Emerging new perspectives on the nature of leadership may profoundly affect our thinking

about leadership development. Increasingly, leadership and leadership development are seen as inherently collaborative, social, and relational processes (Day, 2001). Similarly, Vicere (2002) has noted the advent of the “networked economy” where “partnerships, strategic and tactical, customer and supplier, personal and organizational, are essential to competitive effectiveness.”

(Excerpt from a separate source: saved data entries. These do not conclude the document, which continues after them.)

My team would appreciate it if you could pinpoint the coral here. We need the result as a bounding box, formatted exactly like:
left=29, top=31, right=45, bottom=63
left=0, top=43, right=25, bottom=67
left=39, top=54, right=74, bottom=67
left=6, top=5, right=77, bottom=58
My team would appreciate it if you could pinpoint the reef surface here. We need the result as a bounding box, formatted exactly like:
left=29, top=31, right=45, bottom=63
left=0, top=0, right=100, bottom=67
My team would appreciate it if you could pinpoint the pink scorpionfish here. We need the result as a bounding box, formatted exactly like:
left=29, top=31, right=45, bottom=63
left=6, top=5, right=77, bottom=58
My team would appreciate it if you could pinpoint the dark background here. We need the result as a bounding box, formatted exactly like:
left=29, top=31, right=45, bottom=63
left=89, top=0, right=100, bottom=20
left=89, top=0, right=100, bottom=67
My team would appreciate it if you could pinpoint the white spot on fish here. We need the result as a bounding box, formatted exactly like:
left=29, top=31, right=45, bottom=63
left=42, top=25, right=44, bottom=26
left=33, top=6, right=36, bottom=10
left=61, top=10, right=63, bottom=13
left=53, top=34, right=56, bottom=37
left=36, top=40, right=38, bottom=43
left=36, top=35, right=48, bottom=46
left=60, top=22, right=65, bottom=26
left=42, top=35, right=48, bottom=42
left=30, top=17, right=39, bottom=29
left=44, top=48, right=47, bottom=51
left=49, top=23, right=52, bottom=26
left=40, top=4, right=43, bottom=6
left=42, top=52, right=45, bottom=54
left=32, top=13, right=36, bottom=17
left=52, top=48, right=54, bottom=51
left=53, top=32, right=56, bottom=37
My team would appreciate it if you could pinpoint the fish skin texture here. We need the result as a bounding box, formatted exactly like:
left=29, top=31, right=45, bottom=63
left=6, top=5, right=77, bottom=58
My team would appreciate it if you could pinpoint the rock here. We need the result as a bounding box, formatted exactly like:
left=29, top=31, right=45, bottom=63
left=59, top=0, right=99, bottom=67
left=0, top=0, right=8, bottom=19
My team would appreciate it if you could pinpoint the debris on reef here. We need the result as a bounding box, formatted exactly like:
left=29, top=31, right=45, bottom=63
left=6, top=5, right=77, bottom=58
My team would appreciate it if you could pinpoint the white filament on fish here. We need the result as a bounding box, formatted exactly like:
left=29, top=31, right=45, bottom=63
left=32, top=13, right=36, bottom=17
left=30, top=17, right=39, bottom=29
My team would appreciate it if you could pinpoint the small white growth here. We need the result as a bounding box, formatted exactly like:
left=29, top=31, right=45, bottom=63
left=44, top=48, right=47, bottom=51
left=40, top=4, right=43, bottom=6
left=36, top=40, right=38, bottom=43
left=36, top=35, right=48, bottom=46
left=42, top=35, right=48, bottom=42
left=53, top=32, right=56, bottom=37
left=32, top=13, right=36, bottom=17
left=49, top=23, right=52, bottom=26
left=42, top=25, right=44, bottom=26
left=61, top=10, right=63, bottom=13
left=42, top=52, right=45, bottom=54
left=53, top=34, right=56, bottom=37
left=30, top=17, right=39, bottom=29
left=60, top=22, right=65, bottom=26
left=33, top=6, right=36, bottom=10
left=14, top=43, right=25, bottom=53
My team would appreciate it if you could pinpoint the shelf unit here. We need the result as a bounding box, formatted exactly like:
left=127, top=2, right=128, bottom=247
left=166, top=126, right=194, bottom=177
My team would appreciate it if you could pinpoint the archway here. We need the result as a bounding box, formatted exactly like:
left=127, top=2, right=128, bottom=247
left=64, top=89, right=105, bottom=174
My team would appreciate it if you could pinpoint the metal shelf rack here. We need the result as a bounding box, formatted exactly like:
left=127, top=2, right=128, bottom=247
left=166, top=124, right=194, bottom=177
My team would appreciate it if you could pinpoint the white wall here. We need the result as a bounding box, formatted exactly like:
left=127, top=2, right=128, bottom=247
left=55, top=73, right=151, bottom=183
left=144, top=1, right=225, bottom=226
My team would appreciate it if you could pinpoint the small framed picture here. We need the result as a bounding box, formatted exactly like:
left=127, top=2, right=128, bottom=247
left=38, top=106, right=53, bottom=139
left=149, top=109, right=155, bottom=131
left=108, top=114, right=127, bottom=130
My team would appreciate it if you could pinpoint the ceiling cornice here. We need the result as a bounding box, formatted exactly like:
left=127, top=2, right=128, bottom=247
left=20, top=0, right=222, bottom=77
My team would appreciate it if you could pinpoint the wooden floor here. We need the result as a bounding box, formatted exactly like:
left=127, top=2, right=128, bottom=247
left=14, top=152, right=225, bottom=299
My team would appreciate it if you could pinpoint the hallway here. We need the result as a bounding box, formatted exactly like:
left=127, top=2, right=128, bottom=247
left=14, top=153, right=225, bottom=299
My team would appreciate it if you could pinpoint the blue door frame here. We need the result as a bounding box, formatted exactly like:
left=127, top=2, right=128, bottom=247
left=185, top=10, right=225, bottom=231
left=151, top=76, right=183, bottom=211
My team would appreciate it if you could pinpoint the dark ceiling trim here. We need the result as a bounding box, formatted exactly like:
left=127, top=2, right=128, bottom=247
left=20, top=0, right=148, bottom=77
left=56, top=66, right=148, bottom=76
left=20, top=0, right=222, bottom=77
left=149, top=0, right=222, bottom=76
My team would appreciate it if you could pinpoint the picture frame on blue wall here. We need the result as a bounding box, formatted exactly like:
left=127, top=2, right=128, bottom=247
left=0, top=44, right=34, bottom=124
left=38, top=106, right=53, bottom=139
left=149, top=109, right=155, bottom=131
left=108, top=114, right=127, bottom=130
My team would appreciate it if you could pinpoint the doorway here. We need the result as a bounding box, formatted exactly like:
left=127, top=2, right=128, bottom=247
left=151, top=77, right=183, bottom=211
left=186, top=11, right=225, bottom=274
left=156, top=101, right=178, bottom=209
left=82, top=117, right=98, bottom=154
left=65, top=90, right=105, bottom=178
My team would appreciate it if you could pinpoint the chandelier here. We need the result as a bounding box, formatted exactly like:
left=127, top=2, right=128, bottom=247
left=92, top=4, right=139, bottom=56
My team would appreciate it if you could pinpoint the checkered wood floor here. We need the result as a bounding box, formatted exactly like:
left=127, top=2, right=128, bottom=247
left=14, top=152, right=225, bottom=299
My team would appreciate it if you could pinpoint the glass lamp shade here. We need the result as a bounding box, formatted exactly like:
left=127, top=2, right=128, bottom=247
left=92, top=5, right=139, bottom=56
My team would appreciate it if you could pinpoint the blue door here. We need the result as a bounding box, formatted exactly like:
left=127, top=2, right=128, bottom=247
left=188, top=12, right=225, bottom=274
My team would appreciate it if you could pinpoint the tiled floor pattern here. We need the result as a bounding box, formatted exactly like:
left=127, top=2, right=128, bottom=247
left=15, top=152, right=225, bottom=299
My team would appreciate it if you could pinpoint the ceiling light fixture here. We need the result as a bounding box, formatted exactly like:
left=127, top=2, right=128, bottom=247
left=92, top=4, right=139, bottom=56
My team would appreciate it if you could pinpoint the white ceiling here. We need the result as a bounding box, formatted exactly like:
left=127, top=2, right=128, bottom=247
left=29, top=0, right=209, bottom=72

As a result, leadership will be understood as the collective capacity of all members of an organization to accomplish such critical tasks as setting direction, creating alignment, and gaining commitment. Leadership development based on this paradigm is more difficult to design and implement than those that have been popular for the last several decades in which the focus was to train individual leaders. Taking this next step will require a deeper understanding of the role of organizational systems and culture in leadership development (VanVelsor & McCauley, 2004).

Conclusion

The dual challenges of understanding the nature of leadership development and implementing

effective leadership development practices will likely be greater than ever before. At the same time, we find ourselves guardedly optimistic about the field’s future. Our optimism is directly tied to some of the trends that make the future both challenging and interesting. For

example, leadership development practices will need to become better integrated in the broader context of organizational business challenges and systems. Thus, not only will organizations need to hire and develop leaders, they will also need to be the kind of organizations that nurture and reinforce enactment of the kinds of behaviours desired in those leaders. Similarly, demands to demonstrate ROI can encourage greater rigor and clarity in our understanding of the nature of leadership development and in how we assess its impact. Meeting such challenges will be one important thrust of more comprehensive efforts in the years ahead to demonstrate convincingly the strategic role of people in organizations.